Peggy Rae Sapienza (1944-2015)

Peggy Rae Sapienza at Capclave in 2007. Photo by Ellen Datlow.

Peggy Rae Sapienza at the 2007 Capclave. Photo by Ellen Datlow.

Peggy Rae Sapienza, one of fandom’s most admired conrunners and fan guest of honor at Chicon 7, the 2012 Worldcon, passed away March 22 from complications following heart valve replacement surgery. She was 70.

Her highest profile achievements were chairing the 1998 Worldcon, Bucconeer, and co-chairing the 2014 World Fantasy Con. She also served as Vice Chair and then Acting Chair of the 1993 Worldcon, ConFrancisco, helping stabilize the committee in the period after chair Terry Biffel died and before the appointment of Dave Clark as chair. In addition, she chaired two Smofcons (1992, 2004) and a Disclave (1991).

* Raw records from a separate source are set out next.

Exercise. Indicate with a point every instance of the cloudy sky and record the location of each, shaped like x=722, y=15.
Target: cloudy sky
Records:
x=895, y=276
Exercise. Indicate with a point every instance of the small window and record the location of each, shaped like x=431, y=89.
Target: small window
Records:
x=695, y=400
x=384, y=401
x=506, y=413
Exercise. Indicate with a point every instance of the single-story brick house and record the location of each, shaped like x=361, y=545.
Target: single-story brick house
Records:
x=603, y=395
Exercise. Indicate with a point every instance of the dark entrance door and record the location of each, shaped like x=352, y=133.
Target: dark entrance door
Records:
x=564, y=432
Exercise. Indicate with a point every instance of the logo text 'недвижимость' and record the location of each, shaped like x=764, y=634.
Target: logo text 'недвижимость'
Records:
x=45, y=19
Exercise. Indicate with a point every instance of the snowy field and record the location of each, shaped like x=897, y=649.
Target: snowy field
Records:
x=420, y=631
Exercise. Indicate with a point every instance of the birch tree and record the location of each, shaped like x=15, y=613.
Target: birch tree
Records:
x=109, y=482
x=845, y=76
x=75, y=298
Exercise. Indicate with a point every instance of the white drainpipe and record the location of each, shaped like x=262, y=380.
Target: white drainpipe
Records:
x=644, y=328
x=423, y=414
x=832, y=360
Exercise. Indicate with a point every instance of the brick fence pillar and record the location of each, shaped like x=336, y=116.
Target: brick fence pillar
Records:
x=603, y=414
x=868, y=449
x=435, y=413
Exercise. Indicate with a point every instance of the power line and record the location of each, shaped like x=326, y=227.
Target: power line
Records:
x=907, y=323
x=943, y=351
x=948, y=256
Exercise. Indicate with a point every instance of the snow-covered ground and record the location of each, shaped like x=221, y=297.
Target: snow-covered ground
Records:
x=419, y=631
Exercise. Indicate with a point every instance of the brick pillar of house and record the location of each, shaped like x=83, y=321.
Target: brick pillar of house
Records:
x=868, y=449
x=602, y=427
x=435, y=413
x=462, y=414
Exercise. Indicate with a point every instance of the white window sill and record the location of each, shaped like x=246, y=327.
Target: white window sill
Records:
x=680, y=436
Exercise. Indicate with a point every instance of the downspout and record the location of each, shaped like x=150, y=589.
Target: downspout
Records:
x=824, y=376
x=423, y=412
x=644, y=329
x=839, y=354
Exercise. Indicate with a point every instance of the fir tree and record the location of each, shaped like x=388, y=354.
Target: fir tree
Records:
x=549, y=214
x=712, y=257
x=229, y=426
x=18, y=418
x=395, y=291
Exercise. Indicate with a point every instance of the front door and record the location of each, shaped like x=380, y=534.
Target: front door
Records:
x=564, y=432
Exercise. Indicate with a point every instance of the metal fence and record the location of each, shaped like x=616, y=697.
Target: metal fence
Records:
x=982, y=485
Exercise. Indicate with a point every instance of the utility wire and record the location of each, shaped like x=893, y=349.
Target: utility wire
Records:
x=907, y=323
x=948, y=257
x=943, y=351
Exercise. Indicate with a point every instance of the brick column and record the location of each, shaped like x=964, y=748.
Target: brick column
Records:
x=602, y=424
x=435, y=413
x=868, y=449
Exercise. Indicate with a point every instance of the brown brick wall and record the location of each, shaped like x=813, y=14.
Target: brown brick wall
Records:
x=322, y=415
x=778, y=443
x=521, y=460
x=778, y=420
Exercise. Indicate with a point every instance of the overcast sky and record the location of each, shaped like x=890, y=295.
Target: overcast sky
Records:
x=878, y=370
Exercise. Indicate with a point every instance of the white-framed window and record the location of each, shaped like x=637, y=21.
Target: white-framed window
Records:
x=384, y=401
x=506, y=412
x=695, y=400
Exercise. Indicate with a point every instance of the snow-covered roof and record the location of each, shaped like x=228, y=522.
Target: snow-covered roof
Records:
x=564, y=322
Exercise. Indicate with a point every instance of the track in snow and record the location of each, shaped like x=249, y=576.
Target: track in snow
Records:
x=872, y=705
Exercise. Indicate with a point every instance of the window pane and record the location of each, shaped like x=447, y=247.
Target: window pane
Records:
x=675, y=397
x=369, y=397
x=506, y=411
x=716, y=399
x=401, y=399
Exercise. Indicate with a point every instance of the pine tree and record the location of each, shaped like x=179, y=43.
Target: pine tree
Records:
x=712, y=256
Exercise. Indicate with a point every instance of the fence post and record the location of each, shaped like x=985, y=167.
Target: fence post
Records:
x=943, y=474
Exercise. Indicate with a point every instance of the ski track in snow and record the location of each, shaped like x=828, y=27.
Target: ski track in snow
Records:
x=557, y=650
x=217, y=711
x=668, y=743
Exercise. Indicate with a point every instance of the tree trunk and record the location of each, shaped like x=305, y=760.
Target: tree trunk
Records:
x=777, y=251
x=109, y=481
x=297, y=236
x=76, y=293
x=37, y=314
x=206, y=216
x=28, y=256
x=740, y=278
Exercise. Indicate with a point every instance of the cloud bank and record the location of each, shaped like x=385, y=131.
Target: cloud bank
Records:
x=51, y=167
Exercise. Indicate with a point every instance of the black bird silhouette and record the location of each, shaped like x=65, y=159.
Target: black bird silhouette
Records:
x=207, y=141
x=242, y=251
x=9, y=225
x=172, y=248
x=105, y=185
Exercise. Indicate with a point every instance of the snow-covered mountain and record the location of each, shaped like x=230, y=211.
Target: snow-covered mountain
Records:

People liked to work for her — including some who thought they were done volunteering before she called. Peggy Rae’s unique leadership style combined playfulness, the appeal of being admitted to an inner circle, knowledgeability, and a frank demand for results.

She had an unlimited resume in many areas of convention organizing – press relations, program, registration, guest of honor book, and exhibits. She also felt it was her mission to pass on the skills and experiences she possessed. A number of the current generation of Worldcon organizers called her a mentor and today are mourning her loss in their own way. “I feel like a whole library just burnt down,” Glenn Glazer wrote on Facebook.

Peggy Rae was a second generation fan whose father, Jack McKnight, mother, Buddie McKnight Evans, and step-mother, Ann Newell McKnight, were involved in the Philadelphia Science Fiction Society, while her step-father, Bill Evans, was active in the Washington Science Fiction Association. (Jack McKnight is specially remembered for making the first Hugo Awards in 1953.)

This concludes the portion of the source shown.